Raising Awareness and Understanding of Tardive Dyskinesia (TD) in Psychiatric Care


TDA graphic

A colleague recently alerted me to the fact that this is Tardive Dyskinesia (TD) Awareness Week [May 6 to 11, 2024] and it made me reflect on the fact that this particular psychiatric issue remains a significant challenge in our field. In prior roles, whether regularly screening patients treated with antipsychotic medications for risk of developing TD or overseeing organization-wide patient care issues, the impacts of TD include social, physical, vocational, and psychological functioning as well as the impact of TD on the underlying psychiatric disorder. Since May is also Mental Health Awareness Month I am taking this opportunity to highlight and raise awareness on this specific clinical issue that requires a more systematic approach to improve quality of care for so many individuals impacted.

 

The Diagnostic and Statistical Manual of Mental Disorders, 5th edition (DSM-V) [1], defines tardive dyskinesia as “involuntary athetoid or choreiform movements lasting at least a few weeks, developing in association with the use of a neuroleptic medication for at least a few months, and persisting beyond 4-8 weeks.”

 

  Tardive dyskinesia is a chronic and often irreversible movement disorder caused by prolonged use of dopamine receptor blocking agents, typical and atypical antipsychotic medications, commonly prescribed for psychiatric conditions such as schizophrenia, bipolar disorder, and other mental health conditions. It's characterized by abnormal involuntary, repetitive movements, typically of the face, torso, and extremities. While symptoms can range from mild and not easily noticed to disabling and severe (these can include difficulty swallowing, speech impediments, disfiguring facial expressions) many recent surveys show that the majority of patients with TD are aware of their movements and feel self-conscious or embarrassed by them. [2]

Common Features:

·      Frowning or grimacing

·      Tongue protrusion

·      Finger and/or toe movements

·      Lip smacking

·      Rocking of the pelvis

 

 

·      Puckering and pursing of the lips

·      Rapid eye blinking

·      Chewing movements

·      Rapid movements of the arms, legs, and trunk

  It is estimated that there are approximately 600,000 people in the United States that live with TD, but tragically, a significant percentage go undiagnosed. To make matters worse, in a recent large survey of patients taking medications, 58% of patients were not aware that antipsychotics can cause involuntary movements or TD. This gap in awareness about TD underscores the importance of psychoeducation on this clinical matter.
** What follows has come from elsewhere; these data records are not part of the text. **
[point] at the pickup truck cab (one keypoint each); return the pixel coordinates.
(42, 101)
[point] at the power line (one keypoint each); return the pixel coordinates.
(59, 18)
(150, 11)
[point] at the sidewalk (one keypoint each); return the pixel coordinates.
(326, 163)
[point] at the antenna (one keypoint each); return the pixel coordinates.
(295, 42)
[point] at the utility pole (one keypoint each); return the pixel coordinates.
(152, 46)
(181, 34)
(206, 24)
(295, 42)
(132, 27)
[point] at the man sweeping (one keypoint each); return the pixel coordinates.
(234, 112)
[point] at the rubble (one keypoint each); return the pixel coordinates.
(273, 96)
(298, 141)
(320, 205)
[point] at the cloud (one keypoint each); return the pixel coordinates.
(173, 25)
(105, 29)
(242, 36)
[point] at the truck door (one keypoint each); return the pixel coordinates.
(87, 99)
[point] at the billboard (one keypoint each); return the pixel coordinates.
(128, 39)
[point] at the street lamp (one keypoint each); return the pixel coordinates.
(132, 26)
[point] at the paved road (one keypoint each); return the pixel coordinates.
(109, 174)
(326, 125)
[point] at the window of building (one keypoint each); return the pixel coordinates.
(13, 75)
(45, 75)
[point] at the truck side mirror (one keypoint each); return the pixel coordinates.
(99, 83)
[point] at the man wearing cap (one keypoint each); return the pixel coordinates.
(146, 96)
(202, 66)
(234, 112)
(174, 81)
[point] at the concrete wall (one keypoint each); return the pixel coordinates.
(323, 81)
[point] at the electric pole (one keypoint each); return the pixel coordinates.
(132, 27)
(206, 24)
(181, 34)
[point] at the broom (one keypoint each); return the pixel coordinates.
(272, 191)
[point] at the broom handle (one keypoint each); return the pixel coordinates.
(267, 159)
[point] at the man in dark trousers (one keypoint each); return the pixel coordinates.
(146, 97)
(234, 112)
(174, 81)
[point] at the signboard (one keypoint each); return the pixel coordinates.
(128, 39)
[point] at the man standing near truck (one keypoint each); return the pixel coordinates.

The lifetime prevalence of TD among patients treated with antipsychotics can range from 15% to 40%, although this is thought to be an underestimate, with higher rates in those 55 years of age or older, postmenopausal women, with a history of substance abuse, or with a mood disorder. [3]


Since TD significantly impacts a patients' physical, cognitive, social, and vocational abilities—leading to poorer quality of life and increased healthcare utilization—as healthcare providers we must do a better job at primary prevention as well as routinely assessing and managing TD in our clinical practice. [4]  According to 2019 data from RE-KINECT [5] which showed the significant quality of life impacts on patients with possible TD:

  • 1 in 3 had moderate-to-extreme problems performing their usual activities (work, housework and leisure activities)

  • Almost ½ of patients with possible TD reported moderate-to-extreme levels of anxiety/depression

  • 1 in 5 patients with possible TD reported moderate-to-extreme mobility problems

  • Patients with possible TD reported poorer perceived quality of life


Healthcare providers play a critical role in the timely diagnosis, assessment, and management of TD. It is essential to initiate discussions about TD with patients who are at risk or are showing symptoms, considering both the physical manifestations and the broader impacts on their lives. Education on recognizing the signs of TD and on the effective use of assessment tools should be a priority for all healthcare providers dealing with patients on long-term antipsychotic therapy.


Based on current consensus guidelines clinicians should follow a 3-step approach for anyone in their care/practice on an antipsychotic agent:


  • Diagnosis

Clinicians must examine all patients for any movement disorders before initiating treatment with an antipsychotic (typical or atypical) medication. Diagnosis of TD is based on the presence of dyskinetic movements in a patient with prior or current exposure to a dopamine receptor blocking agent. Importantly, any persistent abnormal movements in one body area is sufficient for a diagnosis of TD after excluding other possible causes such as Huntington’s disease or other drug-induced movement disorders. The onset of TD can be subtle and difficult to distinguish; tardive dyskinesia can manifest as early as 1 to 6 months following the initiation of an antipsychotic. It’s important to keep in mind that regardless of underlying diagnosis, TD is not rare, and anyone exposed to treatment with antipsychotics is at risk.


  • Assessment

It is imperative to assess the impact of TD on an individual’s life and gather as much information from collateral sources, such as family and caregivers, and other healthcare providers. Routine assessment should involve examining the impact of the disorder on various domains such as social, physical, vocational, and psychological functioning. These assessments must drive the conversations about management and treatment of TD with the patient and family/caregivers.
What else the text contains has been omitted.